The MoU, which was signed by FAO director-general QU Dongyu and WTO director-general Ngozi Okonjo-Iweala on the margins of the UN Climate Change Conference COP28 in Dubai, also broadens the two UN agencies’ partnership across the nexus between agrifood systems, trade, fisheries, climate, environment and nutrition – with a focus on women’s economic empowerment – to effectively address the prevailing food crisis.
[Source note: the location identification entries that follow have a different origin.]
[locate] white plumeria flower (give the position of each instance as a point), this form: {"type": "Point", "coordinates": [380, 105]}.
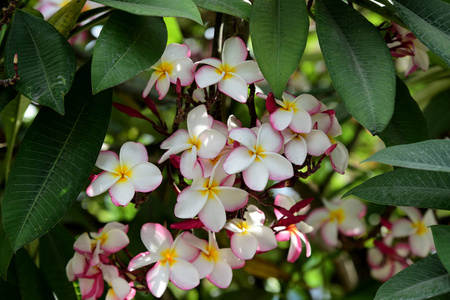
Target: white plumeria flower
{"type": "Point", "coordinates": [125, 174]}
{"type": "Point", "coordinates": [209, 198]}
{"type": "Point", "coordinates": [257, 157]}
{"type": "Point", "coordinates": [338, 215]}
{"type": "Point", "coordinates": [295, 112]}
{"type": "Point", "coordinates": [233, 73]}
{"type": "Point", "coordinates": [198, 140]}
{"type": "Point", "coordinates": [250, 235]}
{"type": "Point", "coordinates": [174, 64]}
{"type": "Point", "coordinates": [172, 260]}
{"type": "Point", "coordinates": [417, 229]}
{"type": "Point", "coordinates": [213, 263]}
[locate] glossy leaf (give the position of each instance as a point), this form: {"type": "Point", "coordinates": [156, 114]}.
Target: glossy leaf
{"type": "Point", "coordinates": [238, 8]}
{"type": "Point", "coordinates": [127, 45]}
{"type": "Point", "coordinates": [54, 162]}
{"type": "Point", "coordinates": [428, 20]}
{"type": "Point", "coordinates": [46, 61]}
{"type": "Point", "coordinates": [160, 8]}
{"type": "Point", "coordinates": [279, 29]}
{"type": "Point", "coordinates": [359, 63]}
{"type": "Point", "coordinates": [432, 155]}
{"type": "Point", "coordinates": [408, 124]}
{"type": "Point", "coordinates": [441, 236]}
{"type": "Point", "coordinates": [407, 187]}
{"type": "Point", "coordinates": [421, 280]}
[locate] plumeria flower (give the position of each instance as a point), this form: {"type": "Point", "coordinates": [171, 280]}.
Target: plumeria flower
{"type": "Point", "coordinates": [213, 263]}
{"type": "Point", "coordinates": [125, 174]}
{"type": "Point", "coordinates": [198, 140]}
{"type": "Point", "coordinates": [294, 112]}
{"type": "Point", "coordinates": [417, 230]}
{"type": "Point", "coordinates": [233, 73]}
{"type": "Point", "coordinates": [338, 215]}
{"type": "Point", "coordinates": [174, 64]}
{"type": "Point", "coordinates": [296, 232]}
{"type": "Point", "coordinates": [257, 157]}
{"type": "Point", "coordinates": [209, 198]}
{"type": "Point", "coordinates": [249, 235]}
{"type": "Point", "coordinates": [171, 258]}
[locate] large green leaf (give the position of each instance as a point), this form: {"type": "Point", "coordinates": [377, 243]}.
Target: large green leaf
{"type": "Point", "coordinates": [46, 61]}
{"type": "Point", "coordinates": [432, 155]}
{"type": "Point", "coordinates": [422, 280]}
{"type": "Point", "coordinates": [279, 29]}
{"type": "Point", "coordinates": [160, 8]}
{"type": "Point", "coordinates": [55, 251]}
{"type": "Point", "coordinates": [237, 8]}
{"type": "Point", "coordinates": [407, 187]}
{"type": "Point", "coordinates": [441, 236]}
{"type": "Point", "coordinates": [54, 162]}
{"type": "Point", "coordinates": [127, 45]}
{"type": "Point", "coordinates": [408, 124]}
{"type": "Point", "coordinates": [428, 20]}
{"type": "Point", "coordinates": [359, 63]}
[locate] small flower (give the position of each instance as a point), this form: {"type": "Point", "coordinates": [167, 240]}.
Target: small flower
{"type": "Point", "coordinates": [125, 174]}
{"type": "Point", "coordinates": [232, 74]}
{"type": "Point", "coordinates": [171, 258]}
{"type": "Point", "coordinates": [174, 64]}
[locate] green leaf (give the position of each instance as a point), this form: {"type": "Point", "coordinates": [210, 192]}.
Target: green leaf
{"type": "Point", "coordinates": [441, 236]}
{"type": "Point", "coordinates": [432, 155]}
{"type": "Point", "coordinates": [279, 29]}
{"type": "Point", "coordinates": [66, 17]}
{"type": "Point", "coordinates": [407, 187]}
{"type": "Point", "coordinates": [46, 61]}
{"type": "Point", "coordinates": [55, 251]}
{"type": "Point", "coordinates": [237, 8]}
{"type": "Point", "coordinates": [128, 44]}
{"type": "Point", "coordinates": [54, 162]}
{"type": "Point", "coordinates": [408, 124]}
{"type": "Point", "coordinates": [428, 20]}
{"type": "Point", "coordinates": [159, 8]}
{"type": "Point", "coordinates": [421, 280]}
{"type": "Point", "coordinates": [359, 63]}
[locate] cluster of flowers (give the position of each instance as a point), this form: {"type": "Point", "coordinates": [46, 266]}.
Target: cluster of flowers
{"type": "Point", "coordinates": [91, 264]}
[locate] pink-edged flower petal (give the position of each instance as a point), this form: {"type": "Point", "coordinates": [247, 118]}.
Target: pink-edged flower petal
{"type": "Point", "coordinates": [281, 118]}
{"type": "Point", "coordinates": [234, 86]}
{"type": "Point", "coordinates": [122, 192]}
{"type": "Point", "coordinates": [155, 236]}
{"type": "Point", "coordinates": [278, 166]}
{"type": "Point", "coordinates": [102, 183]}
{"type": "Point", "coordinates": [184, 275]}
{"type": "Point", "coordinates": [207, 75]}
{"type": "Point", "coordinates": [256, 175]}
{"type": "Point", "coordinates": [234, 51]}
{"type": "Point", "coordinates": [158, 279]}
{"type": "Point", "coordinates": [221, 275]}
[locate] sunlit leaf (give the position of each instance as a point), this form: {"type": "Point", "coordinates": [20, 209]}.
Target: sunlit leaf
{"type": "Point", "coordinates": [359, 63]}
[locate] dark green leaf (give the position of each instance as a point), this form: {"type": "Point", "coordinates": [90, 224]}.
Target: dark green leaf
{"type": "Point", "coordinates": [407, 187]}
{"type": "Point", "coordinates": [408, 124]}
{"type": "Point", "coordinates": [279, 29]}
{"type": "Point", "coordinates": [54, 162]}
{"type": "Point", "coordinates": [359, 63]}
{"type": "Point", "coordinates": [159, 8]}
{"type": "Point", "coordinates": [128, 44]}
{"type": "Point", "coordinates": [55, 250]}
{"type": "Point", "coordinates": [428, 20]}
{"type": "Point", "coordinates": [46, 61]}
{"type": "Point", "coordinates": [31, 282]}
{"type": "Point", "coordinates": [237, 8]}
{"type": "Point", "coordinates": [441, 236]}
{"type": "Point", "coordinates": [432, 155]}
{"type": "Point", "coordinates": [422, 280]}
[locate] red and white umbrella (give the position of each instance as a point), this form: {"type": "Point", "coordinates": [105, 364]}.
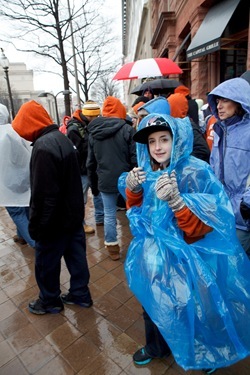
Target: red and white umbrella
{"type": "Point", "coordinates": [152, 67]}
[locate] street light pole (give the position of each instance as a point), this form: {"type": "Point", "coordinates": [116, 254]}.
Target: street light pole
{"type": "Point", "coordinates": [45, 94]}
{"type": "Point", "coordinates": [5, 64]}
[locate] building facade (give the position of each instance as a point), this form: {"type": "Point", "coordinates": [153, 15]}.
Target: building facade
{"type": "Point", "coordinates": [209, 39]}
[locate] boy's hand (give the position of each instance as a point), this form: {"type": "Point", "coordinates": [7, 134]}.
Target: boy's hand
{"type": "Point", "coordinates": [166, 188]}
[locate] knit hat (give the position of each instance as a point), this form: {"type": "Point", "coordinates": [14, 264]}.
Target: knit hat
{"type": "Point", "coordinates": [178, 105]}
{"type": "Point", "coordinates": [30, 120]}
{"type": "Point", "coordinates": [113, 107]}
{"type": "Point", "coordinates": [91, 108]}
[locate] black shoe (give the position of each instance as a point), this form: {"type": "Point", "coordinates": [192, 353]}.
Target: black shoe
{"type": "Point", "coordinates": [209, 370]}
{"type": "Point", "coordinates": [37, 307]}
{"type": "Point", "coordinates": [141, 357]}
{"type": "Point", "coordinates": [69, 299]}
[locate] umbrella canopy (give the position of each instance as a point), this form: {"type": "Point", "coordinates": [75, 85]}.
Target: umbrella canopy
{"type": "Point", "coordinates": [152, 67]}
{"type": "Point", "coordinates": [159, 86]}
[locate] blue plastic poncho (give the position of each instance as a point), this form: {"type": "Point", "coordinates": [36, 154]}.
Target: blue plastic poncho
{"type": "Point", "coordinates": [197, 294]}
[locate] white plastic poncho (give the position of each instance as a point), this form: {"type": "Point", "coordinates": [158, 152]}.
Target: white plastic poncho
{"type": "Point", "coordinates": [15, 155]}
{"type": "Point", "coordinates": [197, 294]}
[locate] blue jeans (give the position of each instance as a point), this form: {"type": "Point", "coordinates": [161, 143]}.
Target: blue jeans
{"type": "Point", "coordinates": [99, 210]}
{"type": "Point", "coordinates": [71, 246]}
{"type": "Point", "coordinates": [110, 231]}
{"type": "Point", "coordinates": [20, 216]}
{"type": "Point", "coordinates": [155, 346]}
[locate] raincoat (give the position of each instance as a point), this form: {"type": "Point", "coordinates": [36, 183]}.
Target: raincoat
{"type": "Point", "coordinates": [197, 294]}
{"type": "Point", "coordinates": [15, 155]}
{"type": "Point", "coordinates": [230, 156]}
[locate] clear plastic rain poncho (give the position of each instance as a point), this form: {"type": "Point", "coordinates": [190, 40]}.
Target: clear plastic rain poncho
{"type": "Point", "coordinates": [197, 294]}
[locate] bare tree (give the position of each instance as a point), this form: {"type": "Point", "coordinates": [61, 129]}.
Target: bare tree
{"type": "Point", "coordinates": [43, 28]}
{"type": "Point", "coordinates": [104, 87]}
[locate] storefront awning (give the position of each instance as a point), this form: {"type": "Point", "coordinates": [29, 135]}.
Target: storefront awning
{"type": "Point", "coordinates": [207, 38]}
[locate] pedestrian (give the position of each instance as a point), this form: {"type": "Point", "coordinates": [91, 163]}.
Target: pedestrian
{"type": "Point", "coordinates": [230, 155]}
{"type": "Point", "coordinates": [56, 211]}
{"type": "Point", "coordinates": [184, 264]}
{"type": "Point", "coordinates": [14, 183]}
{"type": "Point", "coordinates": [111, 152]}
{"type": "Point", "coordinates": [77, 132]}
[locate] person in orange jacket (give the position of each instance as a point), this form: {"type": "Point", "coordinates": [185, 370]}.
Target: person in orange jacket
{"type": "Point", "coordinates": [184, 257]}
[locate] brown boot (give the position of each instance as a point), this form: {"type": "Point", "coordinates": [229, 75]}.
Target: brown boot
{"type": "Point", "coordinates": [114, 251]}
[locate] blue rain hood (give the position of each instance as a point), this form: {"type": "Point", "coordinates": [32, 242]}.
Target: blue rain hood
{"type": "Point", "coordinates": [197, 294]}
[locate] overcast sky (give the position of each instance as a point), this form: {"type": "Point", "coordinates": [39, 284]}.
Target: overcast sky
{"type": "Point", "coordinates": [51, 82]}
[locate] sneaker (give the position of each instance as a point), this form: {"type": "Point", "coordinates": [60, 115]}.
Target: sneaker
{"type": "Point", "coordinates": [69, 299]}
{"type": "Point", "coordinates": [209, 370]}
{"type": "Point", "coordinates": [37, 307]}
{"type": "Point", "coordinates": [19, 240]}
{"type": "Point", "coordinates": [88, 229]}
{"type": "Point", "coordinates": [141, 357]}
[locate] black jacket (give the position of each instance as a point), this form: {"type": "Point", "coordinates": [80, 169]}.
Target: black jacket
{"type": "Point", "coordinates": [56, 204]}
{"type": "Point", "coordinates": [111, 152]}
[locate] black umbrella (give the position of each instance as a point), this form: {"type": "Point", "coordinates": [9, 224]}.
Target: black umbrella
{"type": "Point", "coordinates": [159, 86]}
{"type": "Point", "coordinates": [246, 76]}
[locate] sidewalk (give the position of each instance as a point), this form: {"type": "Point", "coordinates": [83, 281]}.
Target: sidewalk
{"type": "Point", "coordinates": [99, 340]}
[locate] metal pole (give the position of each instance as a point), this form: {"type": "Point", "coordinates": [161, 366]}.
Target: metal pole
{"type": "Point", "coordinates": [74, 59]}
{"type": "Point", "coordinates": [9, 92]}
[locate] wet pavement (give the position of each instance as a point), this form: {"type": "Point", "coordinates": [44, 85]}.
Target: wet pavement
{"type": "Point", "coordinates": [99, 340]}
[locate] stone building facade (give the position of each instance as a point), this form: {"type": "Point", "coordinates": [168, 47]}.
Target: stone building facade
{"type": "Point", "coordinates": [209, 39]}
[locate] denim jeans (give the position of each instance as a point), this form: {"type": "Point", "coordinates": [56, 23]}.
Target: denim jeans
{"type": "Point", "coordinates": [110, 231]}
{"type": "Point", "coordinates": [20, 216]}
{"type": "Point", "coordinates": [85, 187]}
{"type": "Point", "coordinates": [71, 246]}
{"type": "Point", "coordinates": [99, 210]}
{"type": "Point", "coordinates": [155, 346]}
{"type": "Point", "coordinates": [244, 238]}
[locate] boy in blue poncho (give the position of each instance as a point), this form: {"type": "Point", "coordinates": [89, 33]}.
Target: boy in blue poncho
{"type": "Point", "coordinates": [184, 264]}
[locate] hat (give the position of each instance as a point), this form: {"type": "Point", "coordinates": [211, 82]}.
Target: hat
{"type": "Point", "coordinates": [154, 124]}
{"type": "Point", "coordinates": [91, 108]}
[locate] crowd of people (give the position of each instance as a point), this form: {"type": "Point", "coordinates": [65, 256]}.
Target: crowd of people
{"type": "Point", "coordinates": [188, 205]}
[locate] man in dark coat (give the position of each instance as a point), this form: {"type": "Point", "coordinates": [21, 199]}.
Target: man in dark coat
{"type": "Point", "coordinates": [111, 152]}
{"type": "Point", "coordinates": [56, 211]}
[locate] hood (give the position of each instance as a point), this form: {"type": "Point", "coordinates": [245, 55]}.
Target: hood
{"type": "Point", "coordinates": [30, 120]}
{"type": "Point", "coordinates": [178, 105]}
{"type": "Point", "coordinates": [112, 107]}
{"type": "Point", "coordinates": [182, 141]}
{"type": "Point", "coordinates": [105, 127]}
{"type": "Point", "coordinates": [4, 115]}
{"type": "Point", "coordinates": [236, 89]}
{"type": "Point", "coordinates": [158, 105]}
{"type": "Point", "coordinates": [182, 90]}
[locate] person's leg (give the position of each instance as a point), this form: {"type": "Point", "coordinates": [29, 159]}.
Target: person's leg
{"type": "Point", "coordinates": [47, 272]}
{"type": "Point", "coordinates": [99, 211]}
{"type": "Point", "coordinates": [156, 346]}
{"type": "Point", "coordinates": [76, 262]}
{"type": "Point", "coordinates": [110, 230]}
{"type": "Point", "coordinates": [85, 187]}
{"type": "Point", "coordinates": [244, 238]}
{"type": "Point", "coordinates": [19, 216]}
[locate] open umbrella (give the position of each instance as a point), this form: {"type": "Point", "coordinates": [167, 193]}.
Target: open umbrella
{"type": "Point", "coordinates": [159, 86]}
{"type": "Point", "coordinates": [152, 67]}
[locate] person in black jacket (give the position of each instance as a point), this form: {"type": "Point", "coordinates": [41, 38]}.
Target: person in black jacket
{"type": "Point", "coordinates": [56, 211]}
{"type": "Point", "coordinates": [111, 152]}
{"type": "Point", "coordinates": [77, 132]}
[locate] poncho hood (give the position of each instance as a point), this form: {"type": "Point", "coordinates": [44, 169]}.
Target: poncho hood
{"type": "Point", "coordinates": [30, 120]}
{"type": "Point", "coordinates": [236, 89]}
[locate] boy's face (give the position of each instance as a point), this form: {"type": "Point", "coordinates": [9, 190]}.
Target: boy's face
{"type": "Point", "coordinates": [160, 146]}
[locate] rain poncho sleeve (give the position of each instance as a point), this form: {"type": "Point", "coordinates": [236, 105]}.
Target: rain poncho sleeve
{"type": "Point", "coordinates": [15, 155]}
{"type": "Point", "coordinates": [197, 294]}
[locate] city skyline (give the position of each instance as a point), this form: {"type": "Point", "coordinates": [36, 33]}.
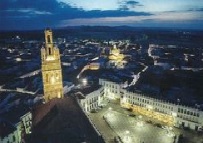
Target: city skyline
{"type": "Point", "coordinates": [31, 15]}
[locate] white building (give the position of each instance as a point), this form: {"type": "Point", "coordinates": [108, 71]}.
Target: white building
{"type": "Point", "coordinates": [170, 113]}
{"type": "Point", "coordinates": [90, 98]}
{"type": "Point", "coordinates": [111, 89]}
{"type": "Point", "coordinates": [178, 115]}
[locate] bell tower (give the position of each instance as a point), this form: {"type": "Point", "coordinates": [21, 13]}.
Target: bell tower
{"type": "Point", "coordinates": [51, 69]}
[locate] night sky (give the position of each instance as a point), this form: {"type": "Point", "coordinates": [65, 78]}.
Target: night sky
{"type": "Point", "coordinates": [38, 14]}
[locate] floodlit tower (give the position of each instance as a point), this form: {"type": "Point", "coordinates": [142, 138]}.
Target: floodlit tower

In particular, FAO and WTO will be working together to implement the 2022 WTO agreement which prohibits subsidies that contribute to illegal, unregulated and unreported (IUU) fishing, impact overfished stocks or fishing on the unregulated high seas.
FAO and WTO will also bolster their cooperation to set food safety and animal health standards through sanitary and phytosanitary measures and the Standards and Trade Development Facility. These are recommendations and outlines that governments are encouraged to follow.
The two organizations will also work together to ensure that these standards and procedures are non-discriminatory and do not create unnecessary obstacles to trade as part of the Technical Barriers to Trade agreement.
The Memorandum will serve as an enabling framework to enhance integrated technical and policy support to countries in their SDG attainment and ensure the inclusion of small-scale farmers, fishers, forest-based small businesses, women and youth in markets and value chains, leaving no one behind.
Collaboration between the two agencies on climate and trade initiatives, technical cooperation activities and providing support for regional trade agreements with a specific focus on Africa were also part of the MoU.
In addition, the agreement recognizes the role of trade in climate change adaptation, coordination of Paris-Agreement aligned climate policies with WTO rules for promoting climate change mitigation, and free trade of food as an adaptation measure. It also strengthens ongoing work on food safety and facilitates international trade of agrifood products through sustainable plant production.
The 5-year agreement originates from a meeting held in May 2021 between Qu and Okonjo-Iweala shortly after her appointment as WTO director-general, in which the two sides had discussed how the COVID-19 pandemic had shown the importance of open trade for sustainable and resilient agrifood systems.
The next step will entail the development of a results-oriented joint action plan, including concrete country-driven initiatives.